My biological father did the lickedy split before I was born. No pity please, I don’t care that he left. I’ve had no emotional connection to him like, ever.
My mom went on to marry (and then divorce) another guy and have my brother somewhere in the middle of all that.
When I was growing up I didn’t use my biological fathers last name, which was Hagan; I used the same last name of my brother and mom, which was “Prince”. I never felt connected to that royalty sounding last name, I always felt like it was on borrow. Like a library book that you had to return.

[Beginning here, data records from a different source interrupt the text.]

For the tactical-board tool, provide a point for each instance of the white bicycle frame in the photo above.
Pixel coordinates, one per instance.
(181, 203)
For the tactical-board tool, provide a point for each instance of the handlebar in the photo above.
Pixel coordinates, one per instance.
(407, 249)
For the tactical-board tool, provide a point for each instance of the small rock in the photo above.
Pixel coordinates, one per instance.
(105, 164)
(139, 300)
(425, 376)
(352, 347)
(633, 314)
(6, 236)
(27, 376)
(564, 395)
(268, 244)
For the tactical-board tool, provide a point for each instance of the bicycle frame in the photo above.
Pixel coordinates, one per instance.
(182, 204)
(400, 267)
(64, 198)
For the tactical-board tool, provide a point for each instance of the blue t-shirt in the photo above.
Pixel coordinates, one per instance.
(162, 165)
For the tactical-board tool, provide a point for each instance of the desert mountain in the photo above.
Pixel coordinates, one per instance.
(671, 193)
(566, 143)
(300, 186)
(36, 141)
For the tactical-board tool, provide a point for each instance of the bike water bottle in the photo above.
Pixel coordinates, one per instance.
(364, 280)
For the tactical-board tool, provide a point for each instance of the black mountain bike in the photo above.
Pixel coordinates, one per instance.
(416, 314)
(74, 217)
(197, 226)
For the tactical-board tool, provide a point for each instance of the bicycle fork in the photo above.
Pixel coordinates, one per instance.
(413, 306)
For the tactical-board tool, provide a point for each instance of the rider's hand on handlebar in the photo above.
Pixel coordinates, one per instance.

My husband and I met in 1999 and got married in 2004-his last name is “Eaglin”.
Shortly after getting married and while I was in college, I was seriously interested in conducting Psychological Research and I had delusions of becoming a ground-breaking scientist in regards to gender/sex research. I figured that using a last name like “Prince” – the last name of my brother and mother would get me more noticed than the last name of my husband “Eaglin”. Who knows if it would have even mattered, but that was my thought at the time.
Then I got pregnant and that dream went out the window.
Fast forward to four years later and I was pregnant with my 2nd child. I figured it was “about time” to stop resisting and change my last name. So I did. Well, sort of…
I drove out to the DMV and changed my name. When I got home that afternoon I proudly announced to my FB peeps that I had finally “done the deed”.
Only to have a distant relative of my husbands tell me that “I was just borrowing that last name” and that we weren’t “real” Eaglin’s. (Extremely long story short-“Eaglin” isn’t my Father in Laws biological fathers last name either).
Not only did I drop that kid from my friends list faster than a hot potato, his statement of “borrowing” that last name struck me to the core and freaking bothered me.
It bothered me because it was how I felt my entire life. Like I didn’t belong-to a name or to a father. I was the girl without a last name, floating through life without any gravity.
I thought about it for a long time, hours on end. That is, until I realized that I have done more with that last name and will do more with that last name, then that kid ever will have the ability to. So I let go of that anger and I allowed myself the opportunity to feel connected to my husband. I allowed myself to feel like I belonged to him.
It took me another year to finish changing my last name on all government records to “Eaglin”. But it’s done now, and now, for the first time I feel complete. I feel like I am where I’m supposed to be.
I feel like I belong.
I have a name, one that is mine and one that I can make my own. It’s not my husband’s families name, it’s our familes name. My husband’s, my son’s, my daughter’s and mine.